Each piece of creative lives in exactly one spot at any time. This eliminates self-competition and keeps our data crystal clear.
Learning phase management
Here's where most accounts go off the rails - they don't understand the math behind Meta's learning phase.
Let me break it down simply: Meta needs about 50 conversions to optimize properly. Take your target CPA and multiply it by 50 - that's your minimum weekly budget per ad set.
For example, if your target CPA is $40, you need a minimum budget of $2,000 per week per ad set ($40 X 50 = $2000).
At $30 CPA, you need $1,500. etc.
Anything less and you're asking Meta to optimize with incomplete data. It's like trying to judge a basketball player's skill level by watching only the first quarter of one game. This is why we're so strict about consolidating winners and killing underperformers quickly.
Every ad set stuck in learning is wasting budget that could be spent on proven winners.
At Obvi, we keep our total spend in learning phase under 15% - anything over 20% is a red flag that needs immediate attention.
Attribution is another critical piece of this puzzle.
We've stripped our attribution settings down to the bare essentials - either 1-day click when volume allows, or 7-day click for testing.
We completely ignore view-through attribution.
This might sound extreme, but here's why: in a recent audit, we found that 25% of an account's reported "conversions" were just view-through. That means a quarter of their supposed results came from people who never even clicked an ad.

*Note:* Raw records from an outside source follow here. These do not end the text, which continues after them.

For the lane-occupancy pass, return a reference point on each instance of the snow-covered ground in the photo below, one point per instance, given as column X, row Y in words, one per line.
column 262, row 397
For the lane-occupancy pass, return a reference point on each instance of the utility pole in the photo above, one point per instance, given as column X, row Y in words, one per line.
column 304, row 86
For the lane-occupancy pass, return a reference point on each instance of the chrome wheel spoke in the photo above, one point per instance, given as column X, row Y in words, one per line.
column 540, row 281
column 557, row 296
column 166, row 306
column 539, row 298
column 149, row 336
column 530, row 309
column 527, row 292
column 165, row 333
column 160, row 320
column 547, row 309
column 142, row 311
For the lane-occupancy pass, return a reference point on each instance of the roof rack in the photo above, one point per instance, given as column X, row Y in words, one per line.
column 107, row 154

They were likely converting through email, organic search, or other channels.
BFCM application
With Black Friday approaching, you might be tempted to throw this entire framework out the window.
Don't. This is exactly when you need to keep things simple and stable.

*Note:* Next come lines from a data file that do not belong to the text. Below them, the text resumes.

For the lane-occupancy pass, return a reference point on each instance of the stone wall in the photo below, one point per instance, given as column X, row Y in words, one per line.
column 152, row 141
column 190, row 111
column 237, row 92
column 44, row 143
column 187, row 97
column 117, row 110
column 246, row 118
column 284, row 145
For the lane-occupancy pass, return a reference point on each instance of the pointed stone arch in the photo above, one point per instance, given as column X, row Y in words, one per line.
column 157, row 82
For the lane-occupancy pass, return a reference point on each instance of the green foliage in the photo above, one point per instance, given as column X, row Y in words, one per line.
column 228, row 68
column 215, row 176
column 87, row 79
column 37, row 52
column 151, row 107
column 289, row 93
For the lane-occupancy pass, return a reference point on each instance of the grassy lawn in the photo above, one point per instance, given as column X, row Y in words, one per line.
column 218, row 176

We started our Black Friday strategy really early (November 1st) this year, because data shows that 45% of holiday shoppers start before Black Friday itself.
These early birds typically have larger budgets and are more likely to make multiple purchases throughout the season. Why wait to capture that demand?
Our approach to holiday scaling is gradual.
In early November, we begin testing different offer presentations within our existing structure.
We're not creating new campaigns or complicated promotional setups - we're simply layering in "early access" messaging and different offer angles into our proven framework.
As we move into mid-November, we start increasing budgets gradually while maintaining our core structure.
This gives Meta's algorithm time to adjust to higher spending levels without losing efficiency.
We'll add sale USPs to our winning creatives, but the fundamental creative concepts that worked before don't change just because it's BFCM.
Think about it →
If you're targeting cold audiences during Black Friday (which you should be), these people don't know what your regular prices or offers are.
They're encountering your brand for the first time. So why complicate things with elaborate campaign structures?
Existing winners + urgency + offer callouts = killer BFCM ads
By the time Black Friday week arrives, we're running at maximum budget with our best offers live, but still within our three-campaign framework.
The only real difference is that we're pushing harder on retention campaigns to our existing customers - but that's handled through our email and SMS channels, not by creating new Meta campaigns.
Reminder - Don’t miss Proxima’s risk-free Black Friday offer here.
You won’t get a better chance to find out if their predictive intelligence can help you get more scale out of BFCM. ~50% of our scaling budget is dedicated to Proxima AI Audiences at Obvi.
Sum it up
After auditing hundreds of accounts and spending years overcomplicating things ourselves, we've learned that Meta success in 2024 comes down to 3 principles →
Simplicity wins: Fewer campaigns mean better performance, cleaner data, and faster scaling
The math matters: Understanding your CPA targets and budget requirements is non-negotiable
Trust the process: Test systematically, scale methodically, and stick to what works
Remember - the moment you try to get fancy with your Meta account structure is the moment you start losing money.
Keep it simple, trust the data, and focus on removing obstacles between your ads and your audience.